To put it simply, my premise is that teams are people too. In this article, I’ll discuss how to motivate teams of people by looking at what motivates individuals. Whether you’re leading a team, working in a team, or simply thinking about personal motivation, this approach will offer a dual perspective on motivation for both our teams and ourselves.

Over the past 12 years, I’ve researched organizations throughout the US, Asia, and Europe. Every time I go to visit organizations and study their employees, I find an interesting situation which I like to call “motivational amnesia.”

Consider the following question: Why don’t I want to do what I know I should do? Most of us know what we need to do to reach our goals. In the same way, most teams know their desired outcomes and key performance indicators and are driven to reach those goals.
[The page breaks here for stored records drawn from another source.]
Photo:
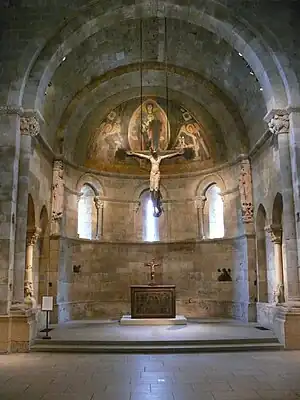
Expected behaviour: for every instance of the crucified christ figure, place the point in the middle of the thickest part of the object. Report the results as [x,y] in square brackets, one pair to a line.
[155,160]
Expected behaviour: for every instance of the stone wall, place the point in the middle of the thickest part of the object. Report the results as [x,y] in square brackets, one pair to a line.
[122,217]
[102,287]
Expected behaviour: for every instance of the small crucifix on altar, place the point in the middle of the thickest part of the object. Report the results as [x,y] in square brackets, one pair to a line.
[152,264]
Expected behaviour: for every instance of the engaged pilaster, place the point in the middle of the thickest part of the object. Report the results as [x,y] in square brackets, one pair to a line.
[279,126]
[32,238]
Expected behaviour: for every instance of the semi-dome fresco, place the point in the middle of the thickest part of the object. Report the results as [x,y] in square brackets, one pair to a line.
[152,123]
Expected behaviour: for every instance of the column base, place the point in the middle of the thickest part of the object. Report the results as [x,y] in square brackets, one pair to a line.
[17,329]
[287,325]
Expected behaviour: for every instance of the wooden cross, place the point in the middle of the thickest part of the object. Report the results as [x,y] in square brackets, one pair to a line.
[152,264]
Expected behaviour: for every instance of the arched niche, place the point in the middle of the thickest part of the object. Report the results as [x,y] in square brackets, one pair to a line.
[141,214]
[87,213]
[277,237]
[211,207]
[41,275]
[261,255]
[93,182]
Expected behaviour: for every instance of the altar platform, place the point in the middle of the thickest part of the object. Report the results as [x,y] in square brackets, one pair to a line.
[107,336]
[128,320]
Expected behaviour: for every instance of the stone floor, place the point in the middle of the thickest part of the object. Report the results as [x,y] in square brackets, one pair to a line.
[194,330]
[225,376]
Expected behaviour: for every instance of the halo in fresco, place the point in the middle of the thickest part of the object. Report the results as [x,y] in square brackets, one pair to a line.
[149,127]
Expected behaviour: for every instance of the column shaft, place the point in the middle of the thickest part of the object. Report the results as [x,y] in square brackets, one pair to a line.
[289,228]
[9,159]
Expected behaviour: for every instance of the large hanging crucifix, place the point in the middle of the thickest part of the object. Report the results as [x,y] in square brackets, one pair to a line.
[152,264]
[155,160]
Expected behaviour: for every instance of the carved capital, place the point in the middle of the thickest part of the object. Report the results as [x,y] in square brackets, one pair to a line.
[279,124]
[275,232]
[29,126]
[199,202]
[32,236]
[136,206]
[99,204]
[58,165]
[79,195]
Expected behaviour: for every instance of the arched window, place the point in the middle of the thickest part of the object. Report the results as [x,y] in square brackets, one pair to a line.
[150,223]
[86,212]
[215,212]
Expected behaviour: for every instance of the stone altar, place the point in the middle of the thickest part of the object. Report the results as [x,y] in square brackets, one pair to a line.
[153,301]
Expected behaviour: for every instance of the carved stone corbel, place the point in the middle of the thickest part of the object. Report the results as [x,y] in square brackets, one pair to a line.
[29,126]
[279,124]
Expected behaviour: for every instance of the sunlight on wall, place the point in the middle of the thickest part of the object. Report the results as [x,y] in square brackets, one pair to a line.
[215,213]
[150,223]
[85,212]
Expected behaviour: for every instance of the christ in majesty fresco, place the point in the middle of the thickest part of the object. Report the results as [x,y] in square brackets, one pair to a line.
[148,128]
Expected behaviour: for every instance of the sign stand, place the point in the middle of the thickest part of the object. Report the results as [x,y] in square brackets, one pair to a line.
[47,305]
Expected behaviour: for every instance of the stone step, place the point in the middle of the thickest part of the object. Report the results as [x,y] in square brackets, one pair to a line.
[232,341]
[137,348]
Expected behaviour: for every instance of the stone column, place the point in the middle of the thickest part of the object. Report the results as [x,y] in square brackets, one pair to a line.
[294,142]
[279,126]
[29,127]
[32,237]
[58,186]
[199,205]
[276,237]
[99,206]
[245,188]
[9,155]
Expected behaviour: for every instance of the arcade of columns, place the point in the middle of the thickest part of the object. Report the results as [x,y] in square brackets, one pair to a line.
[282,125]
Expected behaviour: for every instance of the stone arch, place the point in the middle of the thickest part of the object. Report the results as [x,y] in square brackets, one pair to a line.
[205,209]
[41,275]
[261,255]
[87,212]
[161,223]
[235,32]
[209,180]
[277,237]
[93,182]
[142,187]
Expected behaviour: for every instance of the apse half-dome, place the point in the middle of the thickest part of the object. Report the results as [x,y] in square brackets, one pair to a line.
[140,126]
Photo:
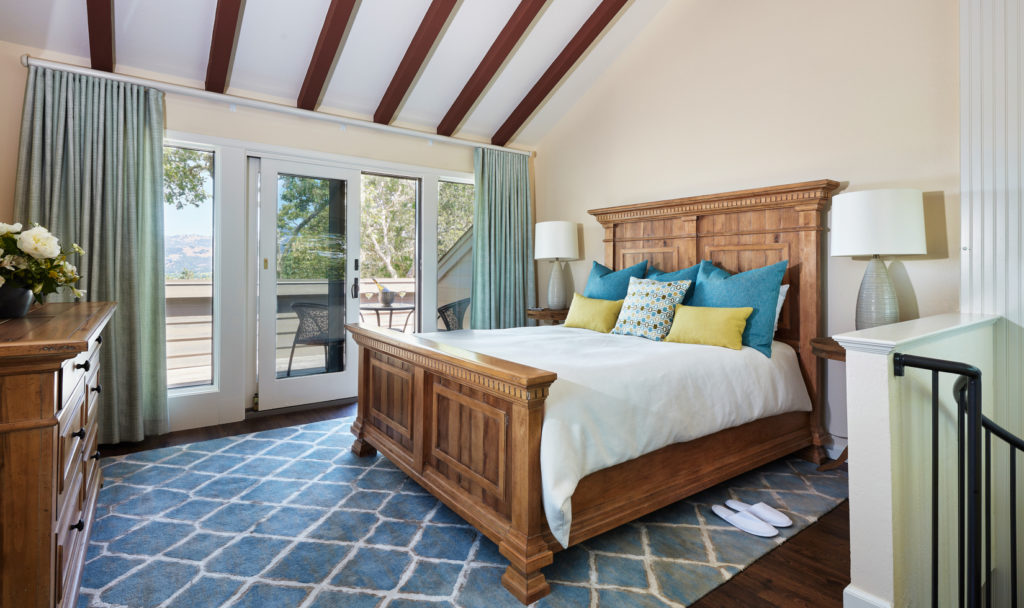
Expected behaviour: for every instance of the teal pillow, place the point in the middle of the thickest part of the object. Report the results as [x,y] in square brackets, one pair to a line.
[757,289]
[684,274]
[605,284]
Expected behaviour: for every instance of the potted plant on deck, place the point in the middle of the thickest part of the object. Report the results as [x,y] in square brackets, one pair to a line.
[32,266]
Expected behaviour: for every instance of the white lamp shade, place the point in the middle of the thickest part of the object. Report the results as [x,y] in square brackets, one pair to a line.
[879,222]
[556,241]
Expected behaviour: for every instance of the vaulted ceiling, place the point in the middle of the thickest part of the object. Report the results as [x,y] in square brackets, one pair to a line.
[499,71]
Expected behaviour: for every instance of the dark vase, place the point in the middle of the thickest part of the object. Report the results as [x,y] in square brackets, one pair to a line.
[14,302]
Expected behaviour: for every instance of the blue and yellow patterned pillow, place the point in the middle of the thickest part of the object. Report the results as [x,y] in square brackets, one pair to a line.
[649,307]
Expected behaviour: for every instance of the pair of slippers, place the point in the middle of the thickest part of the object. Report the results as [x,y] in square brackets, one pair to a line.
[760,519]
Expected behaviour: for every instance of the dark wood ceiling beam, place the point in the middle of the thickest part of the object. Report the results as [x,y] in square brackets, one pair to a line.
[226,23]
[492,62]
[100,17]
[339,16]
[433,23]
[588,33]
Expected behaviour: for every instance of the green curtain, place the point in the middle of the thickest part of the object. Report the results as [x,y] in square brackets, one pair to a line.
[503,241]
[90,169]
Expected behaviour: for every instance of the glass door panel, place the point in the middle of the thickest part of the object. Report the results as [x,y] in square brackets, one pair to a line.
[455,254]
[388,294]
[307,250]
[188,265]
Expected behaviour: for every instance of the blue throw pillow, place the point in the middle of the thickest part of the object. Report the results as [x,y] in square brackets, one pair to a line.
[758,289]
[684,274]
[604,284]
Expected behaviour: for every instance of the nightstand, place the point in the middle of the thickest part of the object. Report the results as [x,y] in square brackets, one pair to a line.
[826,348]
[555,315]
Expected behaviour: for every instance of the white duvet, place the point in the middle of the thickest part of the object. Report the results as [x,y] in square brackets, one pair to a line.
[619,397]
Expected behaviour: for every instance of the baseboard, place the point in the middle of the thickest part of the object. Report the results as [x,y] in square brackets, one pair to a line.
[857,598]
[251,414]
[837,447]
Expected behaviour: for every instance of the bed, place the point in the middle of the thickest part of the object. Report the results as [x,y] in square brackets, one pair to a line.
[468,426]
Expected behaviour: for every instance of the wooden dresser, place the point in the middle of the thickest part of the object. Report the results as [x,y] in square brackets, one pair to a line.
[49,469]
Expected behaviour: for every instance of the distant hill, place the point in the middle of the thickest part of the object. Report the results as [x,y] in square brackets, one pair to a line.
[194,252]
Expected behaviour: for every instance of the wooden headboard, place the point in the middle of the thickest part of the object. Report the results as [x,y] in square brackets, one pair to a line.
[738,231]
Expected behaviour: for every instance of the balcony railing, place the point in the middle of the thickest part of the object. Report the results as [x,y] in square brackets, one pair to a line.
[189,323]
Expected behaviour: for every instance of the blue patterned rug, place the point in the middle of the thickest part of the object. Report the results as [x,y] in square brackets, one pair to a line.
[290,518]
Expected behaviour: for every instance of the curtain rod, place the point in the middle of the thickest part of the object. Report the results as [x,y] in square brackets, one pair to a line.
[258,104]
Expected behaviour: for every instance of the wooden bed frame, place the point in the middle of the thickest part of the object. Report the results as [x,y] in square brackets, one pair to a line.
[467,427]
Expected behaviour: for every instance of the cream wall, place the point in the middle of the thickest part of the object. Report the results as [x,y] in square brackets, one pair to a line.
[716,96]
[198,116]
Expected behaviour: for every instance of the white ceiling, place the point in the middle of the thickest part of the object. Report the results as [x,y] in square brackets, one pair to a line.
[278,37]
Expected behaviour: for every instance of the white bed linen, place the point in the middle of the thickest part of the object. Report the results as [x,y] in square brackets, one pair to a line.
[617,397]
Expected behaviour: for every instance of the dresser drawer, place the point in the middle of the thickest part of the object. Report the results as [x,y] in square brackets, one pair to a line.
[71,436]
[72,373]
[69,535]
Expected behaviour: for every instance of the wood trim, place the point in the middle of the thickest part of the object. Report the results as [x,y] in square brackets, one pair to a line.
[226,23]
[816,193]
[495,376]
[337,23]
[588,33]
[521,19]
[426,37]
[100,17]
[53,331]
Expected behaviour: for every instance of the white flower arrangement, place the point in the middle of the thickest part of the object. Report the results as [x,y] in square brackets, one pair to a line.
[33,259]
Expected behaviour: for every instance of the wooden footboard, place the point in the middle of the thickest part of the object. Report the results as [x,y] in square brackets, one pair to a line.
[467,427]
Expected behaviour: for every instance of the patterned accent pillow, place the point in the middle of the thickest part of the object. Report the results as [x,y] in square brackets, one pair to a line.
[649,307]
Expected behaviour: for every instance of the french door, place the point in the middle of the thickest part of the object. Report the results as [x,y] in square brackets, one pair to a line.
[307,281]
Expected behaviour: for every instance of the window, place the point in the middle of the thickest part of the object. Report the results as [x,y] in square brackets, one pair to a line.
[455,253]
[188,265]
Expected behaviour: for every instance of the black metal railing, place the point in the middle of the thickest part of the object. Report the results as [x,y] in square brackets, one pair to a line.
[974,433]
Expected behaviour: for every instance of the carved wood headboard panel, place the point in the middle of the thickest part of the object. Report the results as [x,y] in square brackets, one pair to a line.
[738,231]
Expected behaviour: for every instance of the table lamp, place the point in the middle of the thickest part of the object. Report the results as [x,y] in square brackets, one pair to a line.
[877,223]
[556,242]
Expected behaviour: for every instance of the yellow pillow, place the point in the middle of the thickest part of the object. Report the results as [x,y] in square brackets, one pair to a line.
[714,327]
[591,313]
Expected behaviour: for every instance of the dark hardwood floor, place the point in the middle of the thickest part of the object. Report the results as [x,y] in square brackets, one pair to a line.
[811,569]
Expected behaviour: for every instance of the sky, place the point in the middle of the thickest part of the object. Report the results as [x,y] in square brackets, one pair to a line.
[190,220]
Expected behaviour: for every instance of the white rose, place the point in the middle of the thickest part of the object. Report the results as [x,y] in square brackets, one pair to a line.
[39,244]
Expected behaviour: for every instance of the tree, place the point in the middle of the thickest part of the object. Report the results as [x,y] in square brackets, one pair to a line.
[306,249]
[456,204]
[185,175]
[388,227]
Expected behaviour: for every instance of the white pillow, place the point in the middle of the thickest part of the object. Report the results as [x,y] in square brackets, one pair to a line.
[781,300]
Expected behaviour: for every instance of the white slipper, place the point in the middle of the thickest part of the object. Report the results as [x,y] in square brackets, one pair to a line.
[763,512]
[744,521]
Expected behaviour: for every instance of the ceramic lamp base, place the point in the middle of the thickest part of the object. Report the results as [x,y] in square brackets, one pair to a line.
[556,288]
[877,303]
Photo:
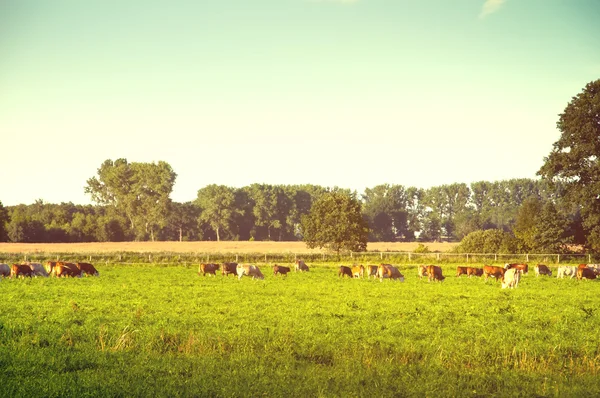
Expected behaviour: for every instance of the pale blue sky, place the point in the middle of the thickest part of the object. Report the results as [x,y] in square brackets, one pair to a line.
[347,93]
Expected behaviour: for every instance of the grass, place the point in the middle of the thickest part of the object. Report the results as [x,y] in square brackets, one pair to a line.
[157,330]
However, they are often not able to stay focused and motivated. This is what I mean by motivational amnesia; it’s a situation where motivation can be high for days or even weeks but then disappears mysteriously, only to reappear and then disappear yet again—all without significantly changing an individual’s life.

B.J. Fogg, a Stanford University professor and noted behavior change researcher, explains it like this. For any of us to behave in a specific way, we require motivation (M), ability (A) and triggers (T) to all be present at the same time. Fogg’s equation can be written as B=MAT and is a fantastic diagnostic tool for understanding why a person or team is not behaving or taking action at the best and most optimal level. However, I feel this formula is lacking one more key ingredient.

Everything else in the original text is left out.